THE deaths this week of a woman and her four young children should prompt homeowners to immediately check the batteries in their smoke detectors.
They are such simple devices and require little to no maintenance — other than replacing the battery every six months or so. And yet all too often we read or hear about people who died in fires where no working smoke detectors were found.
This was the case with Jeanine Bonnet, 28, and her children, ages 3 to 8. They were killed the morning after Christmas in a fire in northwest Oklahoma City. They had been living in the house only a few months. Fire officials said the house hadn't had working gas service for some time; space heaters were used instead, and one that was too close to a flammable material is what started the blaze.

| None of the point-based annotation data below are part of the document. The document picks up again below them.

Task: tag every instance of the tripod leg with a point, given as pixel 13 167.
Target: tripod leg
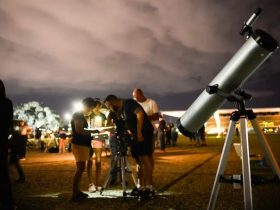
pixel 128 169
pixel 123 175
pixel 246 170
pixel 267 150
pixel 221 166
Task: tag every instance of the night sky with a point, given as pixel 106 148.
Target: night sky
pixel 59 51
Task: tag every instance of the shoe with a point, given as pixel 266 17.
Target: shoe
pixel 20 180
pixel 92 188
pixel 146 195
pixel 135 192
pixel 113 181
pixel 80 196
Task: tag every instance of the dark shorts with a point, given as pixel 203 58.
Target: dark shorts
pixel 142 148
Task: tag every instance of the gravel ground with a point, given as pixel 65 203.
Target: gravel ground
pixel 183 179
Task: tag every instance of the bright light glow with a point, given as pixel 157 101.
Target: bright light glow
pixel 218 122
pixel 67 116
pixel 77 106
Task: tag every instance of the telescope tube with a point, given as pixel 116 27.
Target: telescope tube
pixel 254 52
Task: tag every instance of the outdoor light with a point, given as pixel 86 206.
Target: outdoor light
pixel 258 47
pixel 254 52
pixel 67 116
pixel 77 106
pixel 97 121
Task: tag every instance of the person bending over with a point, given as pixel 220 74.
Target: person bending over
pixel 139 126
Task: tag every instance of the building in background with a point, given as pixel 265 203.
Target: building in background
pixel 267 118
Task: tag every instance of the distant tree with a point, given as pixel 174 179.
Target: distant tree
pixel 37 116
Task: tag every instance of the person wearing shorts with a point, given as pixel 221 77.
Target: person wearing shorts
pixel 138 125
pixel 81 146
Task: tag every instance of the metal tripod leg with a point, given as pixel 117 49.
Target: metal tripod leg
pixel 221 166
pixel 123 175
pixel 267 150
pixel 128 170
pixel 109 176
pixel 246 169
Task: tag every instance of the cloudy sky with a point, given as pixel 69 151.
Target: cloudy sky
pixel 56 51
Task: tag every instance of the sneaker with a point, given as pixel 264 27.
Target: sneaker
pixel 92 188
pixel 80 196
pixel 135 192
pixel 20 180
pixel 146 195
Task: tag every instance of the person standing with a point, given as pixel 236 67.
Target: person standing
pixel 97 121
pixel 161 133
pixel 81 144
pixel 6 123
pixel 23 132
pixel 62 138
pixel 16 151
pixel 138 125
pixel 151 108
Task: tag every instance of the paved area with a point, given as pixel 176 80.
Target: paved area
pixel 183 178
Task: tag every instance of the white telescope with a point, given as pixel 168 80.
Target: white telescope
pixel 255 51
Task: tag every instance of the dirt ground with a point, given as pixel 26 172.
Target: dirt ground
pixel 183 178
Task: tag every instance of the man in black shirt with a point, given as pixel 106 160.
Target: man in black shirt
pixel 6 122
pixel 81 140
pixel 138 125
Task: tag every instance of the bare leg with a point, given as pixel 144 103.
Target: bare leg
pixel 147 169
pixel 89 171
pixel 140 174
pixel 80 167
pixel 98 152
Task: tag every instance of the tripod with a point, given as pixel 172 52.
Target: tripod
pixel 120 163
pixel 242 114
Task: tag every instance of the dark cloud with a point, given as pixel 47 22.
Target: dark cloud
pixel 171 49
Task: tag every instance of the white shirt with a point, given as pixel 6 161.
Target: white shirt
pixel 149 106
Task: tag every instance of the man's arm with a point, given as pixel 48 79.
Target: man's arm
pixel 155 109
pixel 140 121
pixel 79 126
pixel 154 117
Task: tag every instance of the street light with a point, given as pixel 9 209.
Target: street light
pixel 77 106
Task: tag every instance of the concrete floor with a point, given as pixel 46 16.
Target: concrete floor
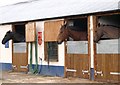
pixel 19 77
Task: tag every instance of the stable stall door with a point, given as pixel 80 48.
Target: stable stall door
pixel 20 58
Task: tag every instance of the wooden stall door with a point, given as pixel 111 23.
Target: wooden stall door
pixel 20 57
pixel 77 64
pixel 107 58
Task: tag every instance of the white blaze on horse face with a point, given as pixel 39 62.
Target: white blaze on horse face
pixel 63 34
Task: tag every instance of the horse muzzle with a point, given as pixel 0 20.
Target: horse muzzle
pixel 59 42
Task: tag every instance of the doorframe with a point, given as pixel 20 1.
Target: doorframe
pixel 13 28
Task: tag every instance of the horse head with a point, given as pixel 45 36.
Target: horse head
pixel 63 34
pixel 7 37
pixel 98 34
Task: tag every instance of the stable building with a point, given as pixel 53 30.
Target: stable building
pixel 39 21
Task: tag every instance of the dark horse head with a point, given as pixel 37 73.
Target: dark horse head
pixel 63 34
pixel 67 32
pixel 16 37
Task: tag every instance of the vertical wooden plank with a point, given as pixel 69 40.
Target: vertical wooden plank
pixel 30 31
pixel 65 60
pixel 51 29
pixel 89 42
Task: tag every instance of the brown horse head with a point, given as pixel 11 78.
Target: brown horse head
pixel 63 34
pixel 98 34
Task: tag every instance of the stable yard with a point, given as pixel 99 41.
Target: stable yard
pixel 23 78
pixel 19 77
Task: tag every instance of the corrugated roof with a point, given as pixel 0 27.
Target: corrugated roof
pixel 42 9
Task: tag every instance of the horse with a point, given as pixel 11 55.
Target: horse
pixel 67 31
pixel 16 37
pixel 106 32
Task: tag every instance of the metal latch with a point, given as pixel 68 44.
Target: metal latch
pixel 26 67
pixel 85 71
pixel 98 73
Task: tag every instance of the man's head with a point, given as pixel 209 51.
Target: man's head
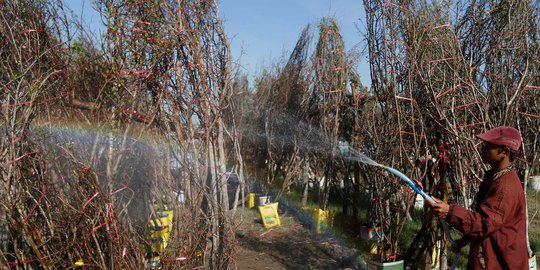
pixel 499 143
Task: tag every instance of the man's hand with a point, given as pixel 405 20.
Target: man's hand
pixel 440 208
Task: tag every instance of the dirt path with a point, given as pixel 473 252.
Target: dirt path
pixel 290 246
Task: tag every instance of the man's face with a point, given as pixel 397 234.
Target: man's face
pixel 491 153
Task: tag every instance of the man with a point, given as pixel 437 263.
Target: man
pixel 496 229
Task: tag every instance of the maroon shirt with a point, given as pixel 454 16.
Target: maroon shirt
pixel 496 229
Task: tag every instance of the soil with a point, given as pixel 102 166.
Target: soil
pixel 293 245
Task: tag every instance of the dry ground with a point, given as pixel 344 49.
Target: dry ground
pixel 289 246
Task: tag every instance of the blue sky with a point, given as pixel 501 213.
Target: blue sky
pixel 262 31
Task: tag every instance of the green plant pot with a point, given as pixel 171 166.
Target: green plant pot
pixel 397 265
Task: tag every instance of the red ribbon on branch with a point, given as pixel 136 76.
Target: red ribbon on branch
pixel 32 102
pixel 388 3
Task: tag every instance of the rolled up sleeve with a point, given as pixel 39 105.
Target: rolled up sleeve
pixel 489 218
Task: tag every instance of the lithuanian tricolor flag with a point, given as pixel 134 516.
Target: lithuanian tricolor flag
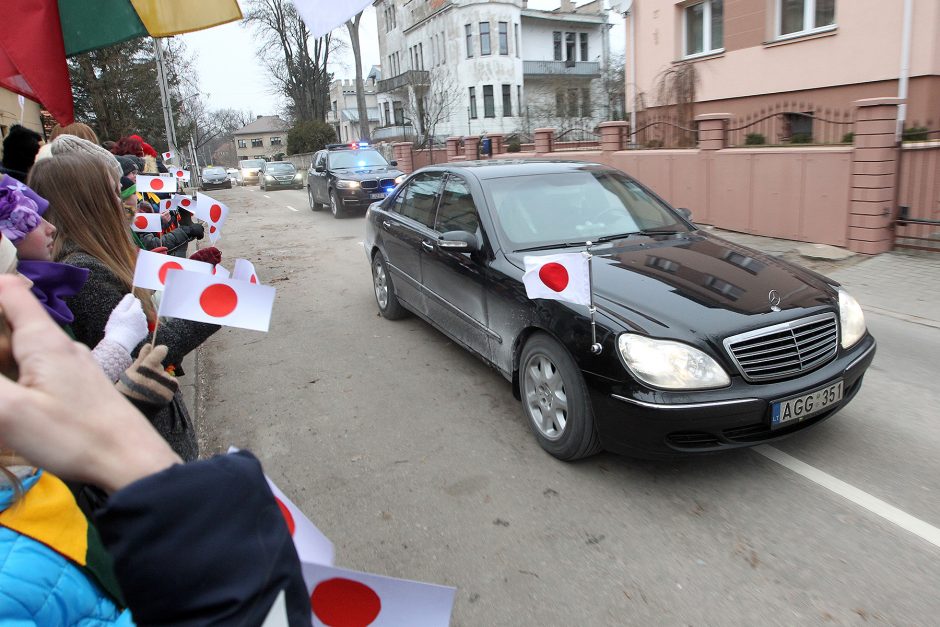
pixel 37 35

Smoke detectors are vital because often it is smoke inhalation, and not the flames from a fire, that prove fatal. Would working smoke detectors have saved these five victims? It's impossible to know for sure — firefighters said the blaze was particularly intense. But the fact the detectors didn't work certainly stacked the deck against Bonnet and her children.

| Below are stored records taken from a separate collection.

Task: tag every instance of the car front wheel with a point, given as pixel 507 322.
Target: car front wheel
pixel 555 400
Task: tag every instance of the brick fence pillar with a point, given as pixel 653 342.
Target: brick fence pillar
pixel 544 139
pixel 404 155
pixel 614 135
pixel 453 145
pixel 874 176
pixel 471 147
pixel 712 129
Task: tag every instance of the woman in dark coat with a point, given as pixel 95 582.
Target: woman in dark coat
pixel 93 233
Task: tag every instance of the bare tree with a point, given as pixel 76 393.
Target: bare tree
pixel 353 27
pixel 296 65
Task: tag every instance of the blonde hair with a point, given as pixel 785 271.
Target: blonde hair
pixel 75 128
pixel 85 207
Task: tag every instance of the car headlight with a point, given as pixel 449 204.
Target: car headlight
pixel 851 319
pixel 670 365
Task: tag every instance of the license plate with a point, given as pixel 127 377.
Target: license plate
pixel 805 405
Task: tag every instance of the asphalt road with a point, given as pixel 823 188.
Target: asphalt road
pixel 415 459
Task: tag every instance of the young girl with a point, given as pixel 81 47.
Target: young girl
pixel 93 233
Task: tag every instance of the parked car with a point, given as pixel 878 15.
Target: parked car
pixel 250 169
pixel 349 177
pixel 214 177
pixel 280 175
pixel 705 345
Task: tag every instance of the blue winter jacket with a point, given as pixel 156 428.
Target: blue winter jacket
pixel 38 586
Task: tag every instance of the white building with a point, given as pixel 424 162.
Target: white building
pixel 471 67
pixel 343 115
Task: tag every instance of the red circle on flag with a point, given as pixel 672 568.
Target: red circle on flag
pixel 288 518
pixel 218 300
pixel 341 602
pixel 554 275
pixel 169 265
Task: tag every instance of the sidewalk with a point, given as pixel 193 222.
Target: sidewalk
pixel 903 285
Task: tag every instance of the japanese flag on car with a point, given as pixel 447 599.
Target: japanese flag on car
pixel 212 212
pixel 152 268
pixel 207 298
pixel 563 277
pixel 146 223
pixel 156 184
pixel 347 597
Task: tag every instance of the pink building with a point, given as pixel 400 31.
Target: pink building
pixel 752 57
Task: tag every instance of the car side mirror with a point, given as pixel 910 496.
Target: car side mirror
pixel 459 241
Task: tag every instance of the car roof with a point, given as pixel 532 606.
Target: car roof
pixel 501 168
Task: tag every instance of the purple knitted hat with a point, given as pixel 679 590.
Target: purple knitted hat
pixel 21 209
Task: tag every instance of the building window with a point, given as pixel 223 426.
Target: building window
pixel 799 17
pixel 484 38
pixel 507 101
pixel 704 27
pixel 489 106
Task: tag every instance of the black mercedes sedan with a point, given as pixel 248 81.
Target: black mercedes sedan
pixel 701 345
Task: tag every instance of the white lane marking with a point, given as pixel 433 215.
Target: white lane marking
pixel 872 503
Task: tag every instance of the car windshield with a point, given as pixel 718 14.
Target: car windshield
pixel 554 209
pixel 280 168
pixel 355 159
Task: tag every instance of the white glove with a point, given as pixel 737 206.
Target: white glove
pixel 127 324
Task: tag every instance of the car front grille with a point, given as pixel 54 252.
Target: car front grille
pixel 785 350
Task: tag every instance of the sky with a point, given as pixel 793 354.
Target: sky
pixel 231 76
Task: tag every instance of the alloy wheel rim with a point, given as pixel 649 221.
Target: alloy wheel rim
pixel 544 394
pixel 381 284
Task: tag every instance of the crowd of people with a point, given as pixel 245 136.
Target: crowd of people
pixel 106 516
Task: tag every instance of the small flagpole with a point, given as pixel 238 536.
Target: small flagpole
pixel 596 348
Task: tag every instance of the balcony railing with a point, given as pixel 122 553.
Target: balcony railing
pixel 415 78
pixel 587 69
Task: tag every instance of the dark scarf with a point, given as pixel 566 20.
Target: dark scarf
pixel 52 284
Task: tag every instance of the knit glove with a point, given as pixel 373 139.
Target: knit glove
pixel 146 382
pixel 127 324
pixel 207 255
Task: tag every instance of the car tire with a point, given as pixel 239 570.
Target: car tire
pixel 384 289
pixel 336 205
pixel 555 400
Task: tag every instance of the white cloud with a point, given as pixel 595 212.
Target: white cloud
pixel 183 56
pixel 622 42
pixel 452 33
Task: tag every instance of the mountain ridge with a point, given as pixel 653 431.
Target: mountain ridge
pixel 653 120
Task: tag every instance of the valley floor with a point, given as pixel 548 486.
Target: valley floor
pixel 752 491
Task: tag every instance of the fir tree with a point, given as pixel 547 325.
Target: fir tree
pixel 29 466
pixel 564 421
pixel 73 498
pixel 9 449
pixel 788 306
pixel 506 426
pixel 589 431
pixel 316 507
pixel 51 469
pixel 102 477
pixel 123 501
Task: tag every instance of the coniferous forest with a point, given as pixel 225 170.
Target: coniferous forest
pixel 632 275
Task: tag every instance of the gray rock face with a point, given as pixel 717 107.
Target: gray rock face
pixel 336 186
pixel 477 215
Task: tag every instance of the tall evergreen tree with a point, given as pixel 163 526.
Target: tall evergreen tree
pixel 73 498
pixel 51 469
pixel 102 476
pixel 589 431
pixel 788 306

It's worth remembering the Oklahoma City Fire Department provides free smoke alarms to city residents who can't afford them, individuals living in homes with children, the elderly, and people with disabilities. The department will even install the alarms and new batteries for people who need a hand.

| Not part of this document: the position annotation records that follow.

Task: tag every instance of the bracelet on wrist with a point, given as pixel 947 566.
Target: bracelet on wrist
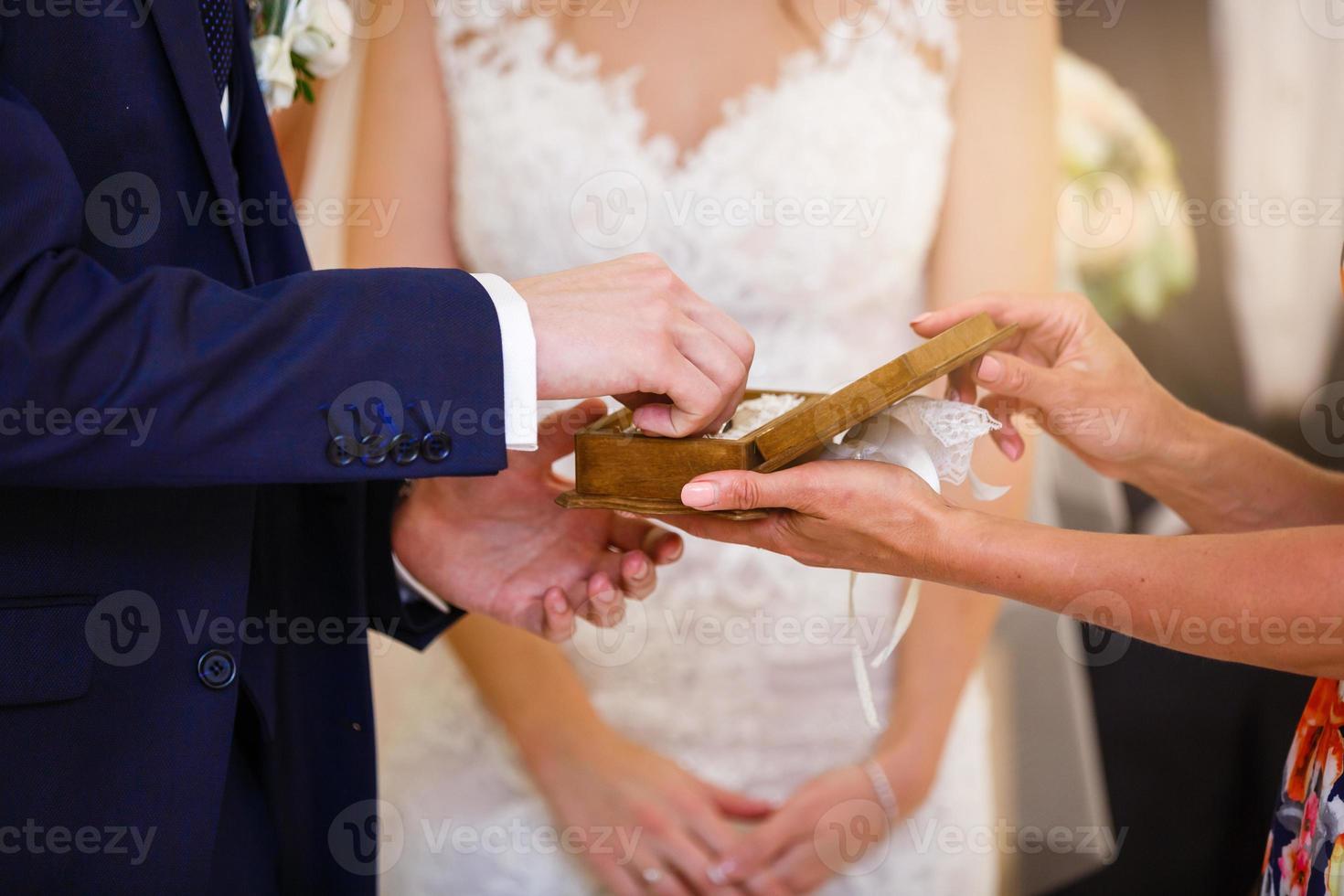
pixel 882 787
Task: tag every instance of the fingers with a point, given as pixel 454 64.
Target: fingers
pixel 746 491
pixel 637 575
pixel 752 532
pixel 717 360
pixel 1011 377
pixel 688 860
pixel 597 600
pixel 652 873
pixel 797 870
pixel 697 400
pixel 618 876
pixel 558 624
pixel 740 805
pixel 1024 311
pixel 758 849
pixel 718 323
pixel 637 534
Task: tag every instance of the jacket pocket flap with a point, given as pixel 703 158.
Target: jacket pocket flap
pixel 45 656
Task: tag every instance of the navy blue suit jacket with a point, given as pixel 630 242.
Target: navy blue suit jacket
pixel 151 263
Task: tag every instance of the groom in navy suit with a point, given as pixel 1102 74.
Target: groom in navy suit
pixel 202 453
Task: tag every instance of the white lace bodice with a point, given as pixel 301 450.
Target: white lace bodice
pixel 740 667
pixel 555 168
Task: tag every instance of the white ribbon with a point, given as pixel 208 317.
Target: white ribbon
pixel 892 441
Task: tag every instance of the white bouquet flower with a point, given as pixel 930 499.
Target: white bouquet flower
pixel 1123 240
pixel 297 42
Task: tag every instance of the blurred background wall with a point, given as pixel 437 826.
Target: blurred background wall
pixel 1247 93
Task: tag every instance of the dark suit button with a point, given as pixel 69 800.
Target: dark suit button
pixel 405 449
pixel 436 446
pixel 372 450
pixel 337 452
pixel 217 669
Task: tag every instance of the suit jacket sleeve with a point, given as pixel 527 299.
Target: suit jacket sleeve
pixel 211 384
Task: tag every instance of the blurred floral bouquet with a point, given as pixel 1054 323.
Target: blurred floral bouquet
pixel 1123 237
pixel 297 42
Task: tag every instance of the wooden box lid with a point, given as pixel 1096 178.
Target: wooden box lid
pixel 624 470
pixel 816 423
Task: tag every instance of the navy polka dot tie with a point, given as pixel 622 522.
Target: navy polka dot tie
pixel 218 17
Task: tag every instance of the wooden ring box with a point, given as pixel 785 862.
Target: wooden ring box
pixel 621 470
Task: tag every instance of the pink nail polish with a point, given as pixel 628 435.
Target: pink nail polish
pixel 699 495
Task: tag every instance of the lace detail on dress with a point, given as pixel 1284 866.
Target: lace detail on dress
pixel 741 667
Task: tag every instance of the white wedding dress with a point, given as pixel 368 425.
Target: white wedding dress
pixel 740 667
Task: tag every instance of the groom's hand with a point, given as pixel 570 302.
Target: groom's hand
pixel 500 547
pixel 855 515
pixel 632 328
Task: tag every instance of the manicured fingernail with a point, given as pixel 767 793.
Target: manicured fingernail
pixel 699 495
pixel 991 368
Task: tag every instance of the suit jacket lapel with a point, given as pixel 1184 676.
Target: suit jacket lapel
pixel 185 43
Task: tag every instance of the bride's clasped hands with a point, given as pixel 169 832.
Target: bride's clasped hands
pixel 677 833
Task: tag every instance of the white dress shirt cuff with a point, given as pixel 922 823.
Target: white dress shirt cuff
pixel 413 589
pixel 519 346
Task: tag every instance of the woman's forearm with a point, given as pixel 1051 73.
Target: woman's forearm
pixel 528 686
pixel 1264 598
pixel 1221 478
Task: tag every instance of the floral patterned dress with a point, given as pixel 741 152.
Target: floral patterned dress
pixel 1306 850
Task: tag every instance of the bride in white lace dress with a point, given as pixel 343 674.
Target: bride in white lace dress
pixel 823 172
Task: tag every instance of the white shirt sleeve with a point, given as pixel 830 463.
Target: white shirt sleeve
pixel 519 344
pixel 413 589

For assistance, stop by a local fire station or call 297-3318.
A rare victory
The state won a rare legal victory in the area of reproductive services when a federal judge nixed Planned Parenthood's attempt to keep its northeastern Oklahoma WIC contract in place. The state Health Department had pulled the contract, citing legitimate concerns over cost and efficiency. Planned Parenthood said the whole thing was political — aimed at punishing an organization for its association with abortion. Planned Parenthood doesn't have an automatic right to contract for services under the Women, Infants and Children program. The state has an obligation to scrutinize groups with which it enters contracts. If anything, political correctness would dictate that the state not target Planned Parenthood because of national repercussions. Case after case of the state defending laws restricting abortion has been lost. In this case, the state prevailed in preventing Planned Parenthood's request to block the contract termination. If politics were involved in this case, it was more on the side of Planned Parenthood's highly politicized agenda.
Where the money is
Reports of the demise of oil exploration and production in Oklahoma are greatly exaggerated. Note that we said “oil” not “oil and gas.” Exploration companies are hot on the trail of oil because that's where the money is. Natural gas prices are so depressed that it's no longer the hot commodity it was just three years ago. Oklahoma-based energy firms explore for oil and gas throughout the continent, but they aren't ignoring their own backyard. The Oklahoman's Jay Marks reports that 2012 intent-to-drill applications hit 3,912 through November, more than the entire 2011 total. To put things in perspective, the figure was 22,685 in 1981. Not long after, a boom became a bust from which the industry slowly recovered. One industry executive described current activity as “measured but steady.” That's not a term normally associated with a heritage industry known for spectacular booms and devastating busts. Measured but steady is a good thing.